Carrot and Pineapple Sheet Cake

I do think there’s something so comfortingly nostalgic in a simple sheet cake. Like the cakes our mothers use to make before Instagram, when it didn’t really matter how pretty or trendy or photogenic or impeccably styled the food was. There was no such thing as an ombré, eight-layer, tiered, naked cake because, in those days, a cake was as much a frosting delivery device as it was a celebratory exclamation point. Don’t get me wrong, I love the creative cake movement.  But in the days of sheet cakes, what was really important was that there was an occasion worth celebrating, and what better way than with a thick slab of heavily frosted cake.

I haven’t taken a lot of photos over the past few weeks.  I’ve given myself a refreshing digital detox.  It’s important to step away from something temporarily when it no longer brings joy.  To tell you the truth, I’m kind of burned out by all the overly styled images on social media which, to me, feel cold and lifeless in their perfection.  A dichotomy exists between these flawless pictures in perfect little squares lined up in perfect little rows coupled with the expectation that, as a “share-all” culture, we should post even the most mundane moments of our private lives, perhaps as proof that we’re still living.  In doing so everything becomes a bit flat.  By elevating the mundane we simultaneously diminish life’s truly amazing moments so that the peaks and valleys of our existence fade into a monotonous equilibrium which can be neatly arranged into one uniformly even grid.  None of this makes sense to my wild Gen-X brain.  For those of us who grew up without the omnipresence of technology in our pockets and purses begging us to snap a photo or send a quick tweet, there was an alluring sense of mystery that’s since been lost.  If someone didn’t answer their phone you had to wonder… where were they.  Your mind would start to wander.  Were they on a walk?  At a party?  With a lover?  Dead?  One thing was certain: they must be doing something absolutely more interesting than you were and the only thing left to do was to call back later and hope to be filled in on the details (and, if you were like me, perhaps bake a cake to pass the time). Part of me misses that ability to quietly slip away and disappear into the world.   But I digress – we were talking about cakes.

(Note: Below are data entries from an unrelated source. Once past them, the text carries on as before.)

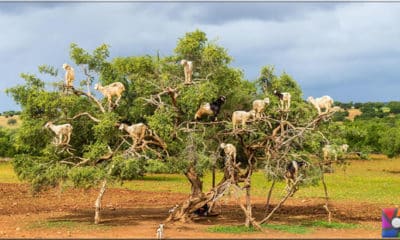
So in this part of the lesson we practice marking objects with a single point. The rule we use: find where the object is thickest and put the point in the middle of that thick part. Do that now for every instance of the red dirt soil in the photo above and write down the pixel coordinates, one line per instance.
(137, 214)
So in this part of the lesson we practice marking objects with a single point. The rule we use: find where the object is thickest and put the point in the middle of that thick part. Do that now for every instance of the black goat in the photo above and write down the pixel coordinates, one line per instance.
(292, 172)
(210, 109)
(284, 99)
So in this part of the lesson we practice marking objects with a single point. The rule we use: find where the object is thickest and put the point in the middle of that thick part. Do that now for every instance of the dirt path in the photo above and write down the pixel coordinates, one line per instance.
(129, 214)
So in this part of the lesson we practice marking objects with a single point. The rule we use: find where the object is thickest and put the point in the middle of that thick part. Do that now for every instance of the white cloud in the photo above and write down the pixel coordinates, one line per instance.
(320, 45)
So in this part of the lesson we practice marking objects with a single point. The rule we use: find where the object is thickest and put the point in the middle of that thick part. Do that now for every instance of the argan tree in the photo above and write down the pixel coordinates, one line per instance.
(155, 94)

Though I didn’t take a lot of pictures, I did make a lot of cakes.  Our traditional Bûche de Noël for Christmas, a poppyseed pound cake for New Years Day, simple chocolate cakes and financiers (French almond cakes) for the weeknights before, after and in between.  And it made me so happy to not fuss over or style a single one.  Like this carrot and pineapple cake, dusted with grated nutmeg, which we had on the last Sunday before Christmas and which my husband declared was his favourite.  It’s the simplest of cakes, blanketed in casual swoops of cream cheese frosting and a shower of fresh Caribbean nutmeg.  And with more pineapple than carrots, this is my kind of holiday fruit cake.

carrot sheet cake

Carrot and Pineapple Sheet Cake
(serves 12)

for the cake

1 can (20 oz.) crushed pineapple
1 cup butter, melted
1 cup brown sugar
3/4 white sugar
3 eggs, room temperature
1 tsp vanilla extract
1 1/2 cups shredded carrots (about 2 large carrots)
2 cups all-purpose flour
2 tsp ground cinnamon
2 tsp baking soda
1/2 tsp salt

for the frosting

8 oz. cream cheese, softened
1/4 cup butter, softened
1 TBSP whole milk
1 tsp vanilla extract
4 cups powdered sugar
fresh grated nutmeg

Preheat the oven to 350 F (180 C).  Butter a 13 x 9 inch baking dish, line with parchment paper and lightly butter the paper.

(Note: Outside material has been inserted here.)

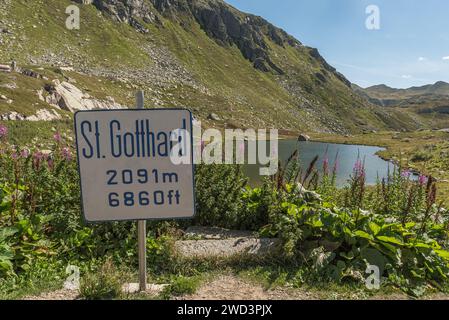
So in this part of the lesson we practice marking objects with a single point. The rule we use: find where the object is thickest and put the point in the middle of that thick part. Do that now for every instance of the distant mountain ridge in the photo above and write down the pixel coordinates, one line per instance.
(425, 98)
(201, 54)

Drain the pineapple in a sieve set over a bowl.  Press lightly to remove most of the juice.  Measure out 2 Tablespoons of pineapple juice and set aside.  Discard or save the rest for another use.

In a large mixing bowl, beat the butter and sugars until fluffy.  Add the eggs and continue beating.  Beat in the reserved pineapple juice and the vanilla.

Stir in the carrots and drained pineapple.

Sift together the flour, cinnamon, baking soda and salt.  Stir this into the wet ingredients until just mixed.

Pour the batter into the prepared baking dish and spread evenly.  Bake for 35 – 38 minutes, until a cake tester inserted in the center of the cake comes out clean.  Allow the cake to cool completely before frosting.

Make the frosting: beat the cream cheese, butter, milk and vanilla until smooth.  Gradually beat in the powdered sugar, one cup at a time, until the frosting is fluffy.  Spread over the cooled cake.  Grate the nutmeg evenly over top.